Intercontinental Exchange (ICE) is acquiring a stake in the cryptocurrency exchange operator OKX, a transaction that values the latter at $25 billion. According to a statement, ICE, which owns the New York Stock Exchange, will secure a seat on OKX's board of directors, although the specific terms of the deal were not disclosed.

This investment occurs against the backdrop of an event from approximately one year ago, when the operator of OKX, one of the largest crypto exchanges, pleaded guilty to a felony and agreed to pay approximately $504 million in fines. This followed allegations from prosecutors that it had processed over $1 trillion in transactions for U.S. customers without the proper licenses.

Haider Rafique, Global Managing Partner at OKX, stated in an interview that the investment and ICE's decision to join the board are "a positive signal that we are charting a different path. We want to partner with other firms that operate within regulatory frameworks." Executives indicated that ICE has agreed to license OKX's spot cryptocurrency prices to launch U.S.-regulated futures products. OKX will distribute these products, along with tokenized stocks, to its approximately 120 million customers, the majority of whom are located outside the United States. Unlike OKX, the NYSE does not offer a consumer-facing application.

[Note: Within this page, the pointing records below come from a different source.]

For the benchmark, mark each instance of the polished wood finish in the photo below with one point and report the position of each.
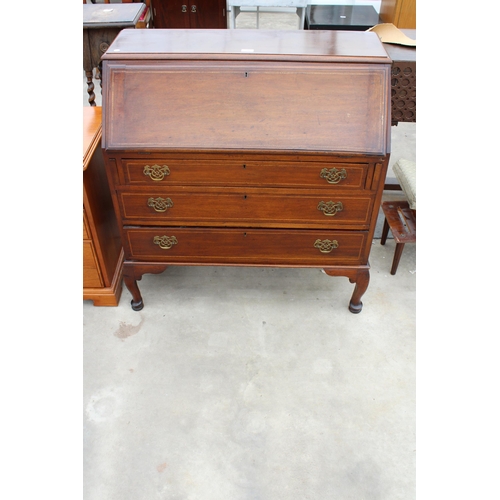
(102, 249)
(194, 14)
(401, 13)
(402, 221)
(247, 148)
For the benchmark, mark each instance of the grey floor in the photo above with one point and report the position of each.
(255, 383)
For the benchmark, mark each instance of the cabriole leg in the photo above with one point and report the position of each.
(132, 273)
(358, 275)
(362, 279)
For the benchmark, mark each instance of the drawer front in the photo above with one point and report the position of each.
(244, 173)
(254, 246)
(250, 207)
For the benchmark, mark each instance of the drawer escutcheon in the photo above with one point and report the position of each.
(156, 172)
(333, 176)
(160, 204)
(326, 246)
(330, 208)
(165, 242)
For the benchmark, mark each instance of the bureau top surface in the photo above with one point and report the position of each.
(248, 45)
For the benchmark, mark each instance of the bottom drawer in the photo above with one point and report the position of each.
(237, 246)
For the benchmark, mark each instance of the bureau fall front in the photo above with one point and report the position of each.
(246, 148)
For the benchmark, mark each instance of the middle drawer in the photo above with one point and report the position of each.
(250, 207)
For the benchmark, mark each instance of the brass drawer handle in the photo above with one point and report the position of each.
(330, 208)
(333, 176)
(326, 246)
(156, 172)
(160, 204)
(165, 242)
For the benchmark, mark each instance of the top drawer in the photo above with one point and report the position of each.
(158, 171)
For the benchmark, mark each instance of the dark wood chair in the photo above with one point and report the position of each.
(401, 216)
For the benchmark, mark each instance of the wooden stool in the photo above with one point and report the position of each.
(401, 216)
(401, 219)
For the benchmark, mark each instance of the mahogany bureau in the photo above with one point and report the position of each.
(102, 250)
(247, 148)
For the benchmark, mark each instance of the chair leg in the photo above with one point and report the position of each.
(397, 256)
(385, 232)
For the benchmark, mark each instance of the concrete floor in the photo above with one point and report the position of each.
(255, 383)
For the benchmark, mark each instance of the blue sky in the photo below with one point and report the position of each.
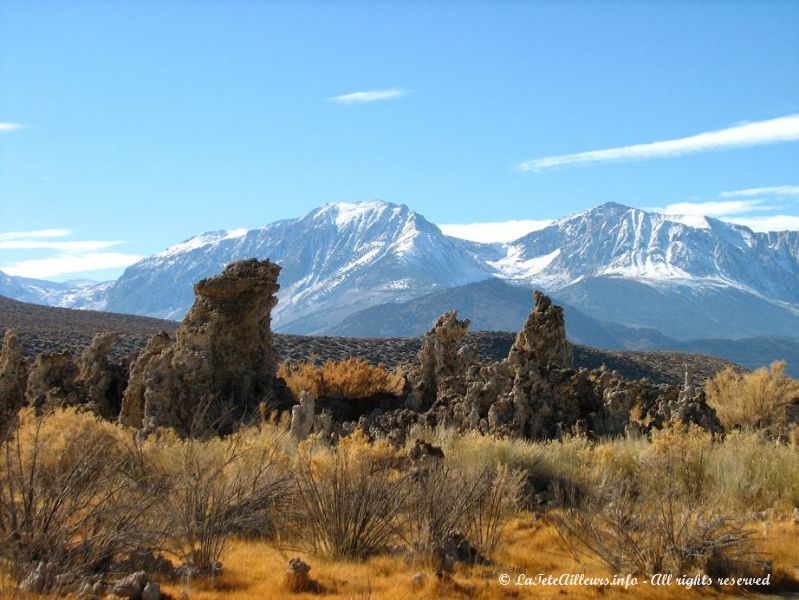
(127, 127)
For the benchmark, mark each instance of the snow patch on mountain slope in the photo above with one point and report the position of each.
(515, 266)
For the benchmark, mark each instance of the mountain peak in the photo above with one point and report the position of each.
(343, 213)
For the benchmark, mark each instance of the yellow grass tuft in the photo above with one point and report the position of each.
(755, 400)
(350, 378)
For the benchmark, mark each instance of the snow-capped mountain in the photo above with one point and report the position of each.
(688, 277)
(612, 240)
(85, 294)
(336, 260)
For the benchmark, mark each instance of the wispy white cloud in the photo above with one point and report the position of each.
(712, 208)
(767, 223)
(504, 231)
(782, 129)
(69, 246)
(70, 256)
(777, 190)
(36, 234)
(43, 268)
(4, 126)
(745, 208)
(368, 96)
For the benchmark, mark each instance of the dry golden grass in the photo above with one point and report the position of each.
(257, 570)
(754, 400)
(350, 378)
(745, 473)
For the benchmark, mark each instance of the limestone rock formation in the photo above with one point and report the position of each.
(442, 361)
(302, 416)
(222, 363)
(51, 381)
(132, 411)
(12, 379)
(100, 381)
(542, 340)
(535, 392)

Amid a favorable regulatory environment fostered during the Trump administration, the digital asset industry continues to deepen its ties with Wall Street. Earlier this week, the cryptocurrency exchange Kraken announced that its banking division had gained approval to connect to the Federal Reserve's core payment system. Concurrently, the passage of the GENIUS Act has established a regulatory framework for stablecoins.

Michael Blaugrund, Vice President of Strategic Planning at ICE, commented in an interview, "On-chain infrastructure will become a key component for trading, clearing, settlement, and capital formation. Our plan is to ensure we have either developed our own capabilities to provide these solutions or identified leading companies globally that are building these cutting-edge capabilities."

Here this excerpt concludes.